I believe it's the last piece for many of us for a smooth(er) Exchange lifecycle. Given Exchange SE will be subscription/cloud supported, it seems to me (read, "I assume," so trust as far as you can throw) it will be the last version of Exchange ever for on-prem, updated in perpetuity. (Microsoft could choose to discontinue Exchange SE on-prem at some point; but given some customer industry mandated requirements to keep email data sovereignty local, I also assume this is less likely.)

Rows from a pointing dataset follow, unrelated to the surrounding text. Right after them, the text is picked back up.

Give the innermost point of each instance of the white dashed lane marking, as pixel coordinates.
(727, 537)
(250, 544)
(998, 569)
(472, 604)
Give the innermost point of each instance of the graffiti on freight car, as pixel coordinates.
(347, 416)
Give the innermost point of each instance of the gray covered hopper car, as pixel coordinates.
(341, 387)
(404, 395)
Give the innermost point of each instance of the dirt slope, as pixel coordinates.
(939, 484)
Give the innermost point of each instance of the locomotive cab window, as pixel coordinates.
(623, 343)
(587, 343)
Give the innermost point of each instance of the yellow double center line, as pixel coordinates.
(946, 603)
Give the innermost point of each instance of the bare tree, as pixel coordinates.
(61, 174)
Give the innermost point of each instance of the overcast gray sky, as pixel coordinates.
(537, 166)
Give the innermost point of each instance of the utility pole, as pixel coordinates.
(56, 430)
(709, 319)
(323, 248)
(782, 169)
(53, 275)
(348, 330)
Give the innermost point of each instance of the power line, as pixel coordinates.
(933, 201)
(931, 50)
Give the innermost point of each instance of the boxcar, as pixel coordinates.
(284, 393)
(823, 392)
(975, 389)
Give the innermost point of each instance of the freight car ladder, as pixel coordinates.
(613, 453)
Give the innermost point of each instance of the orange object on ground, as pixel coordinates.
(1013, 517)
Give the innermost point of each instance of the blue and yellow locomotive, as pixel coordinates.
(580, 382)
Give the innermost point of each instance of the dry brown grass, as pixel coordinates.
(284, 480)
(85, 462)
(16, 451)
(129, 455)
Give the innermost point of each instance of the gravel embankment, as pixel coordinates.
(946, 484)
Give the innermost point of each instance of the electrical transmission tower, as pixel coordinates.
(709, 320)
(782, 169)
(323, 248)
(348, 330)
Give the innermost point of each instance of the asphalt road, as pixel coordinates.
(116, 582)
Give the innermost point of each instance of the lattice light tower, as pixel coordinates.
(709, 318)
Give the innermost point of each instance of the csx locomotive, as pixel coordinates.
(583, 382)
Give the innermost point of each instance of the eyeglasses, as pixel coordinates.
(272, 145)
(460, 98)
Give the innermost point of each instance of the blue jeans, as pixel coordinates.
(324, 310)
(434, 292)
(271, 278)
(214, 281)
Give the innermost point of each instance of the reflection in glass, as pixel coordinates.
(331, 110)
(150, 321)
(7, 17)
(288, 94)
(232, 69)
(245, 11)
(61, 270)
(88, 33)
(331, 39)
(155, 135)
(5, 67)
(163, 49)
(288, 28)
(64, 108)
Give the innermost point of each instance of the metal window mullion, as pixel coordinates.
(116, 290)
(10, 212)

As such, on a physical server, one would need to replace hardware naturally as it ages out so migrating Exchange (from metal to metal) is still something that would need to happen periodically (and at that point presumably the replacement Exchange server has the newer OS).
However, in a pure-virtual environment (perhaps this is why Nino_Bilic​ mentioned physical vs. virtual servers), technically, the Exchange SE server (as a virtual guest) could be maintained, upgraded, and migrated to other physical host hardware, all without needing a metal-to-metal migration. In this scenario (which I am in) ideally, one could:
- Keep Exchange SE perpetually up to date with CU/SU/HUs
- Upgrade the underlying OS on the Exchange Server virtual guest when necessary (OS goes EOL) if it were supported.
- Migrate the Exchange Server virtual guest to an alternate physical host when necessary
The abstracted virtual layer presents unique opportunities for an uninterrupted lifecycle for Exchange Server (but only if upgrading the underlying OS becomes supported).